Lenovo Says High DRAM and NAND Prices Will Become the New Normal, Early 2025 Price Levels Unlikely to Return

Taylor Wilson
Published 2026-06-26About 7 min read

Lenovo declared at ISC 2026 that DRAM and NAND prices, after surging from late Q3 2025, will most likely stay elevated through 2030 and beyond. This means cost pressure on every device from PCs to smartphones is structural, not cyclical.

01

How much have prices risen — and why "no going back"?

The current memory price surge began in late Q3 2025 and has already far exceeded market expectations, with supply shortages ongoing.
Lenovo calls this the "new normal" for the memory market — high prices will be the industry baseline from 2030 onward, not a temporary spike.
This means → Lenovo sees this not as an ordinary pricing cycle but as a fundamental shift in the supply-demand structure.
02

Factories are expanding — so why is there still a shortage?
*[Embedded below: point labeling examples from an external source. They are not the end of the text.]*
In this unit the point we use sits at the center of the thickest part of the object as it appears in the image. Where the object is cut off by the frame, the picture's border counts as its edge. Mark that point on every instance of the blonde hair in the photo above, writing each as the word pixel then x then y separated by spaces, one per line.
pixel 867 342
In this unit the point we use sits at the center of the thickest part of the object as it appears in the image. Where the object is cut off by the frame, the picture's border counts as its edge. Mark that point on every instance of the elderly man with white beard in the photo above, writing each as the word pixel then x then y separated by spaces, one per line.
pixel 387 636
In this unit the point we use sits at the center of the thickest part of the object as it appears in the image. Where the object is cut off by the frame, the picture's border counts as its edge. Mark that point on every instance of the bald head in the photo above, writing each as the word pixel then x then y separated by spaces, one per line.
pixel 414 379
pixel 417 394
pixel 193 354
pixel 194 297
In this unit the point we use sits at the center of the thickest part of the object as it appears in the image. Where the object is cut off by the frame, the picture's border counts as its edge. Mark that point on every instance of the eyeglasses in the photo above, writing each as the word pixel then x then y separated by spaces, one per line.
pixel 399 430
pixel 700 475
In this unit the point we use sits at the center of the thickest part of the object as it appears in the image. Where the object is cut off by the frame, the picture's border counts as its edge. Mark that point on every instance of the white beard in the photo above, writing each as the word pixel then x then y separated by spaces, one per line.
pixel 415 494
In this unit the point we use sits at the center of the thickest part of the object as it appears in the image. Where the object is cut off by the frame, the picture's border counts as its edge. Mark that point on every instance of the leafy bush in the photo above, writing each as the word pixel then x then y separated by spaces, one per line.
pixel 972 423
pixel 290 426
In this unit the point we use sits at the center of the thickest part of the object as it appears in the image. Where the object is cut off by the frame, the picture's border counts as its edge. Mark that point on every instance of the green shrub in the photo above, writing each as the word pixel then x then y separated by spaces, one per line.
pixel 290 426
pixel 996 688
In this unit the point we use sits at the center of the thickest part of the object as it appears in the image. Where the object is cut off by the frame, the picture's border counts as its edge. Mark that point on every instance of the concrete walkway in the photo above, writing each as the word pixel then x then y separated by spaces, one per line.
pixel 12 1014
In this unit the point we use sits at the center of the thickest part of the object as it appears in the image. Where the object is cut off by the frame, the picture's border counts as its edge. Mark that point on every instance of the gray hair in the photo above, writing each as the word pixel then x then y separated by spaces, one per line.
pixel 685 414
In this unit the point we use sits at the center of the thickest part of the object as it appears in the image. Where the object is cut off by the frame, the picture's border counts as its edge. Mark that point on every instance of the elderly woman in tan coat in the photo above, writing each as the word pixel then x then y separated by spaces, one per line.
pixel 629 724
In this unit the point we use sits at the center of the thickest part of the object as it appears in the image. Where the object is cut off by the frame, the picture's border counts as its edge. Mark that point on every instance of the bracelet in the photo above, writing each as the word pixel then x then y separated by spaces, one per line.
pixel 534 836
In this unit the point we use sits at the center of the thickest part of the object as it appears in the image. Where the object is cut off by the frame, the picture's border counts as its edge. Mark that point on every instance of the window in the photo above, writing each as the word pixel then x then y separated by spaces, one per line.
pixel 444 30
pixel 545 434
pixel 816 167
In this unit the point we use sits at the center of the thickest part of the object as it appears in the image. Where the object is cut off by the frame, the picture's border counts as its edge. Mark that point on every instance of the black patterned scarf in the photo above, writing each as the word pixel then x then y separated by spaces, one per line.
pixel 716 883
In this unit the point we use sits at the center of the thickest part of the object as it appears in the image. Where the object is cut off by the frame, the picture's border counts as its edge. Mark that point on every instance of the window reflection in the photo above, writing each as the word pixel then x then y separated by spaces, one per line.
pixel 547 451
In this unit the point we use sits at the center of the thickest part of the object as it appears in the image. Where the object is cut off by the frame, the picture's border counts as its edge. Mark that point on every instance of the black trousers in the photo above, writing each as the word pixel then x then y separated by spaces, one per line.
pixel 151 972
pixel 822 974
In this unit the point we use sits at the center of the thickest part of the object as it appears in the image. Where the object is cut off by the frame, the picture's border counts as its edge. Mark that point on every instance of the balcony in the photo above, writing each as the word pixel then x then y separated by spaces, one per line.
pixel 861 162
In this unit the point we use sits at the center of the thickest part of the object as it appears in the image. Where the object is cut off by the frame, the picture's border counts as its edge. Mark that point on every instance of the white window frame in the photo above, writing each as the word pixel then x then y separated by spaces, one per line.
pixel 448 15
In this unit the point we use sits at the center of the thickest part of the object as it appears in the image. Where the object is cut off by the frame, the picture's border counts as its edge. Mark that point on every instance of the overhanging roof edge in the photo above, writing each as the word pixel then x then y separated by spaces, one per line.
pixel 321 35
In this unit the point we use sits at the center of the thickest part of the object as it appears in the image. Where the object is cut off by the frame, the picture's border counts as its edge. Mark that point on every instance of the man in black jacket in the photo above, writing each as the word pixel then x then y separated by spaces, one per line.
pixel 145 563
Major global manufacturers are indeed building new fabs and ramping capacity; Lenovo's presentation charted each maker's expansion plans.
But Lenovo's assessment: the new capacity will have limited effect on the current supply-demand tightness.
In plain terms = factories are going up, but demand is growing faster. The gap cannot be closed simply by building more plants.
03

Is Lenovo alone in this view?

Micron has publicly stated that demand now far outstrips its supply capacity — even strategic and top-tier customers cannot be fully served.
Samsung and SK Hynix have signaled the same.
This reflects a system-wide consensus, not a single-company problem — when all three memory giants say they cannot keep up, the shortage is structural.
04

Who gets hit by higher prices?

The impact of high memory prices will ripple across downstream products: PCs, gaming consoles, smartphones, and every device that uses DRAM or NAND.
This means → consumers will ultimately feel this surge in retail prices, as cost pressure passes from the chip level all the way to the store shelf.
05

What are manufacturers doing about it?

SK Hynix plans to pull its post-2040 expansion roadmap forward to post-2030, aiming to triple memory output within that timeframe.
In plain terms = capacity originally scheduled for a decade-plus from now is being fast-tracked — but even so, relief won't arrive until after 2030.
The core uncertainty remains unresolved: whether new capacity can close the gap and whether end-user demand will cool. The market currently has no definitive answer.

Content is for reference only, not financial advice.